Sugar Daddy Page 37
Louis brought out Mama's worst tendencies. She drank when she was around him, and my mother had never been a drinker. She was physical with him in a way I had never seen before, pushing, slapping, poking, she who had always insisted on her personal space. Sadlek appealed to a wild streak in her, and mothers weren't supposed to have a wild streak. I wished she wasn't pretty and blond, that she would be the kind of mother who wore aprons and went to church socials.

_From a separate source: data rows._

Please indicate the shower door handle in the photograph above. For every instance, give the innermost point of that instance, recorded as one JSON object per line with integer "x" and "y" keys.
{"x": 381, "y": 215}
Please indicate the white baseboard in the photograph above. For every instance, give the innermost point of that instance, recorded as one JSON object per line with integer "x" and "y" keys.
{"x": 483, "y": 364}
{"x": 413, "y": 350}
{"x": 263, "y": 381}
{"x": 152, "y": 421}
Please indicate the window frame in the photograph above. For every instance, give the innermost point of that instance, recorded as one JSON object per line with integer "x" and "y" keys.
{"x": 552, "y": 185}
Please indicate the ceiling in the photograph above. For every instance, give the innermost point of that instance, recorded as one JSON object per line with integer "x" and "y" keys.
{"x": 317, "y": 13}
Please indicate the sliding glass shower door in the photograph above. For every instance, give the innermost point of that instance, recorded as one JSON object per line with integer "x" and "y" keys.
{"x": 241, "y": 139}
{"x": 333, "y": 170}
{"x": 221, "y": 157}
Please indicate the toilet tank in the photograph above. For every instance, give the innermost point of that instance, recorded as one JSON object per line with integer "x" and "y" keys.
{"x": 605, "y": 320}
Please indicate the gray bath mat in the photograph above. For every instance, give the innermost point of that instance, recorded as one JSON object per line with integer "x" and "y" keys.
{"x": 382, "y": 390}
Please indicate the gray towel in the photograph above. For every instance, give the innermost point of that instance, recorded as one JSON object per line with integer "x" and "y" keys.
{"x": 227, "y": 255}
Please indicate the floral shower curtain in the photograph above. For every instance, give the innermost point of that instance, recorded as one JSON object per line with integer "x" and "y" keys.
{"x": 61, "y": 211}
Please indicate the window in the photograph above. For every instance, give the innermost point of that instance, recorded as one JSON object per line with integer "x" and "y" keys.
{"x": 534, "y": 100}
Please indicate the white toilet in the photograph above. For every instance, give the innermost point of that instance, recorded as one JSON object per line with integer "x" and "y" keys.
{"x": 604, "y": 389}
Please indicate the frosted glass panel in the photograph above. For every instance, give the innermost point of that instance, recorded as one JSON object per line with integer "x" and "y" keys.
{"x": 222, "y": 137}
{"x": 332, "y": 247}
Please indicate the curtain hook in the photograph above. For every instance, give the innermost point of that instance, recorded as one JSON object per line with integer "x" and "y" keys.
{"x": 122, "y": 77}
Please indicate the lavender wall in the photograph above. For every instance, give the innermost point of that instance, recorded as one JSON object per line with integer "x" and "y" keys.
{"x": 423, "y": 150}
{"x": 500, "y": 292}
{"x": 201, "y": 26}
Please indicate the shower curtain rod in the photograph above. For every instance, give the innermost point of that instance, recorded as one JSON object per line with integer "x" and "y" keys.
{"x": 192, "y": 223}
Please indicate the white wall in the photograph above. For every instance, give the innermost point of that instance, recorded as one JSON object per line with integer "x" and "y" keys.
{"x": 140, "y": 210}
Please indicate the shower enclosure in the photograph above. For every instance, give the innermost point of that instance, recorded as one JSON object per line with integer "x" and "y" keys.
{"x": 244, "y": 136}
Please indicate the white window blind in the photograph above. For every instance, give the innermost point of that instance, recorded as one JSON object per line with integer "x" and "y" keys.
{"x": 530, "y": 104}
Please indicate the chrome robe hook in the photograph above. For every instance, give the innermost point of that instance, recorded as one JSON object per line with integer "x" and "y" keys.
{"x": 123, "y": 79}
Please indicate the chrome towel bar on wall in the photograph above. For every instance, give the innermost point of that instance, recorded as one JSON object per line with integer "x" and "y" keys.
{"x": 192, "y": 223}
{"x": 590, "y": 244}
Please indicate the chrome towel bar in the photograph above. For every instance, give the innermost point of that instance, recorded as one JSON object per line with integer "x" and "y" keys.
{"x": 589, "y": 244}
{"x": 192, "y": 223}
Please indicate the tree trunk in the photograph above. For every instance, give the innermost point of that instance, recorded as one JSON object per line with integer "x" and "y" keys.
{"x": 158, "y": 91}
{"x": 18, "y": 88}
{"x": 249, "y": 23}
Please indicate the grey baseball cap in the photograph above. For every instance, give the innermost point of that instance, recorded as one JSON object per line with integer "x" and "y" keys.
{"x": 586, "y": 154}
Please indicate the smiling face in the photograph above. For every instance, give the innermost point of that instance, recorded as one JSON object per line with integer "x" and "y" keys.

What bothered me as much as anything was the vague understanding that Mama and Louis's arguing and tussling and jealousies, the small damages they did to each other, were a kind of foreplay. Louis rarely visited our trailer, thank God, but I and everyone else at Bluebonnet Ranch knew that Mama was spending nights at his red-brick house. Sometimes she came back with bruises on her arms, her face worn from lack of sleep, her throat and jaw scraped red from unshaven bristle. Mothers weren't supposed to do that either.
I don't know how much of Mama's relationship with Louis Sadlek was pleasure and how much was self-punishment. I think she regarded Louis as a strong man. Lord knows she wouldn't have been the first to mistake brutishness for strength. Maybe when a woman had been fending for herself as long as Mama did, it was a relief to submit to someone else, even if he wasn't kind. I've felt like that more than a few times, aching under the weight of responsibility and wishing anyone was in charge of me except me.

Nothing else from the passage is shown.